Solo exhibitions include Closer (Ft. Lauderdale-Hollywood International Airport, 2023), UBI SUNT (Edge Zones Miami, FL, 2021) and Fantasy Life (Rice Hotel, Miami 2025). Selected group exhibitions at Hikarie Hall in Tokyo, Zilberman Gallery, Piero Atchugarry Gallery, and Primary Projects. Luna is also the recipient of a Wavemaker Grant funded by The Warhol Foundation, awards from the Broward Cultural Division, a Miami Individual Artist Grant and the Oolite live-in Residency. Additionally, some of her 2025 achievements include being a season 7 commissioner artist, curated exhibitions at Voloshyn, and KDR Miami.
Sundown
Wood, muslin, custom pixel-mapped LED fixtures, microcontroller unit. Site-specific installation.
Miami has always been a place where the surface tells one story and the undertow whispers another. The city’s facades, its pastel buildings, emerged from both hardship and imagination; the return after the riots, shaped by people who translated the colors of sea, sky, and sun into a language of architecture and atmosphere.
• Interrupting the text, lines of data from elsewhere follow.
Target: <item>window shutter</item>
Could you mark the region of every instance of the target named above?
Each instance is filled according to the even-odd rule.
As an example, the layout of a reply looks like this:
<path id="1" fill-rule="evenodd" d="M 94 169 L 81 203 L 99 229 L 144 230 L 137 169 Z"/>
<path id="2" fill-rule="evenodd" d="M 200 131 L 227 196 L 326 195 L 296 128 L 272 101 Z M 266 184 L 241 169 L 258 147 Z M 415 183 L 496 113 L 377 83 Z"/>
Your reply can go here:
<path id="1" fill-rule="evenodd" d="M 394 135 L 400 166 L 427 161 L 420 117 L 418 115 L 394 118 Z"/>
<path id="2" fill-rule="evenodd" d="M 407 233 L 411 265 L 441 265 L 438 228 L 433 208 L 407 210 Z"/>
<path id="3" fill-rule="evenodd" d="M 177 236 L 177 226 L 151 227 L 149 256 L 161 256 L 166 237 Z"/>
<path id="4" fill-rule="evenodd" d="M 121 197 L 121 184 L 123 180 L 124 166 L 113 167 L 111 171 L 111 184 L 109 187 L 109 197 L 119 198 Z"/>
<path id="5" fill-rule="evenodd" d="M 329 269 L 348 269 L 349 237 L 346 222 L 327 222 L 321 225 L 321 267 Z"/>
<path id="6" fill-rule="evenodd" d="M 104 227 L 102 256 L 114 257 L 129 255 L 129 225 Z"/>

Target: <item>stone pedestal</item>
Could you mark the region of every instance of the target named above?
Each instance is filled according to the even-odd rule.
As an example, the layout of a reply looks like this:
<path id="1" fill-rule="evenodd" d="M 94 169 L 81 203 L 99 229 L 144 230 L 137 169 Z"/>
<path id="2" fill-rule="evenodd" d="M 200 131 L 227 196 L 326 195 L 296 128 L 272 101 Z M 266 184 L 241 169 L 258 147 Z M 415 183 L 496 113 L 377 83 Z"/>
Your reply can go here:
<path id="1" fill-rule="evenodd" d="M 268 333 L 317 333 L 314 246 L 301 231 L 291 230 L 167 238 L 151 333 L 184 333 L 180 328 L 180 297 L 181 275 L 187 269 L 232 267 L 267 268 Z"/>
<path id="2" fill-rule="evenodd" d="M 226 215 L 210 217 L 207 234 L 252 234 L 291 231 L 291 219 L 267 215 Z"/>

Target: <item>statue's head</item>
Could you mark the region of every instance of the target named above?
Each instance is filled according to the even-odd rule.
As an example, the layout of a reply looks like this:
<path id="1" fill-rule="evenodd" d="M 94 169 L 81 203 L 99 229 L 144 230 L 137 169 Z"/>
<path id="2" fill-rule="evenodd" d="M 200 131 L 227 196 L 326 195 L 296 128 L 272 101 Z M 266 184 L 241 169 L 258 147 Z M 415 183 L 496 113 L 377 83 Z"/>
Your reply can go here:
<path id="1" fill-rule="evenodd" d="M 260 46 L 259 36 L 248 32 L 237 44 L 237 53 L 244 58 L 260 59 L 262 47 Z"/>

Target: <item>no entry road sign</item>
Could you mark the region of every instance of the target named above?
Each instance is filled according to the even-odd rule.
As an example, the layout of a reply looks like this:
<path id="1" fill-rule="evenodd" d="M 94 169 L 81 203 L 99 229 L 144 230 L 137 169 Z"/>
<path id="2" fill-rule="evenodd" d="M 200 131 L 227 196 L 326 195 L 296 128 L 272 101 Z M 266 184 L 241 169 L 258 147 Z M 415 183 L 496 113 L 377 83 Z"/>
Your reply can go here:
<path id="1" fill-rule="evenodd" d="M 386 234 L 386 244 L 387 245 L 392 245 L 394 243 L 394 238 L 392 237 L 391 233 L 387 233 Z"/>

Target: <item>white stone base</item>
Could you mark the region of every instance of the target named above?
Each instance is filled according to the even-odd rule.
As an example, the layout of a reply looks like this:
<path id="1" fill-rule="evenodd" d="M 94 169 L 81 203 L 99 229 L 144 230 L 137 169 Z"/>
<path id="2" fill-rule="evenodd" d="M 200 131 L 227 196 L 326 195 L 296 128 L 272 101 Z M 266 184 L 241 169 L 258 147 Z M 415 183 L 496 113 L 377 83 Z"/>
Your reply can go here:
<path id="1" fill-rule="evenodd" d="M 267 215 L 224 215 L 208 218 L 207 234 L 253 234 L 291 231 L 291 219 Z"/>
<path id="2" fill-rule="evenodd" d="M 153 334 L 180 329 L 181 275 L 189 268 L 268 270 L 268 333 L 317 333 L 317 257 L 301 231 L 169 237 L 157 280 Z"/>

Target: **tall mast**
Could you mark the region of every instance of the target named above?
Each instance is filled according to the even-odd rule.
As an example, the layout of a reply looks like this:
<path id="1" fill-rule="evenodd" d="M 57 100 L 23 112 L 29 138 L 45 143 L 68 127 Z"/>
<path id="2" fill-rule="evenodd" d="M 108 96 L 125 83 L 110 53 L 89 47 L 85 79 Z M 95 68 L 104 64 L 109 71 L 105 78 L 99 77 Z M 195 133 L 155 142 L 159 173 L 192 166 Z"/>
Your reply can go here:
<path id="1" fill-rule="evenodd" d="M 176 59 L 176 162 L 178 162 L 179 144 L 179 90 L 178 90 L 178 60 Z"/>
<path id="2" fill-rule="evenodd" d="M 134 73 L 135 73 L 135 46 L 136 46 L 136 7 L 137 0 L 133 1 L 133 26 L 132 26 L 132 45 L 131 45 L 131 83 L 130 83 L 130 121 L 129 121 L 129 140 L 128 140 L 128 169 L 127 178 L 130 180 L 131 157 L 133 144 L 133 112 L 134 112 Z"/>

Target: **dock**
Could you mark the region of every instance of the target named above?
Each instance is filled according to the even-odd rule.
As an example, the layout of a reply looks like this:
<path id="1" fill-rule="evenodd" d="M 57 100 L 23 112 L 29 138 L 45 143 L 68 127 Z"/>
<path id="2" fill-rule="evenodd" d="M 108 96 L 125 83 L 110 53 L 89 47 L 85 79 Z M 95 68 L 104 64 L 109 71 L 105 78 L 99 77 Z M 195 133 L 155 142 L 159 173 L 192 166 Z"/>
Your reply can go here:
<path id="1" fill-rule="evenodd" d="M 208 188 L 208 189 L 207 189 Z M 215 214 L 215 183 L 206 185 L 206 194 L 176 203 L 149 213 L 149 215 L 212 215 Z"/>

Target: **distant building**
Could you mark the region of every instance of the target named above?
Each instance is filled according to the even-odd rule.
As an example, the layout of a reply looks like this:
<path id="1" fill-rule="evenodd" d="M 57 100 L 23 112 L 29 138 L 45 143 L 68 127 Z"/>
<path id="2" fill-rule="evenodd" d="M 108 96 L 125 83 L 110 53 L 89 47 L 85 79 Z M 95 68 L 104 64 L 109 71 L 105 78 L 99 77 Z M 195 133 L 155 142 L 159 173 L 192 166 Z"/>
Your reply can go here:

It is this language of color, suspended between memory and invention, that inspires SUNDOWN.
The installation replicates the chromatic intensity of a Miami sunset and a sunrise within a contained environment, allowing the experience to unfold at any time of day. Constructed from wood, fabric and illuminated from beneath the surface like a large-scale lightbox.
The first iteration of SUNDOWN was conceived in 2021 but never left my studio. This new version is specific to Green Space Miami, responding both in format and dimension to the architecture of the site. On one side of the piece, the colors are coded to swatches drawn from the sunset, while the other side is tuned to the sunrise. The palette incorporates colors sourced from images by local artists David E. Olivera and Victoria Ravelo, extending the work into a conversation with their practices. The programming and technical realization of the light was conducted in collaboration with Sean Sullivan.
SUNDOWN becomes less a spectacle than a pause: a fragment of something familiar, offered in repetition. It asks what it means to capture an everyday occurrence and hold it still, or maybe it is simply an invitation to watch the sunset together.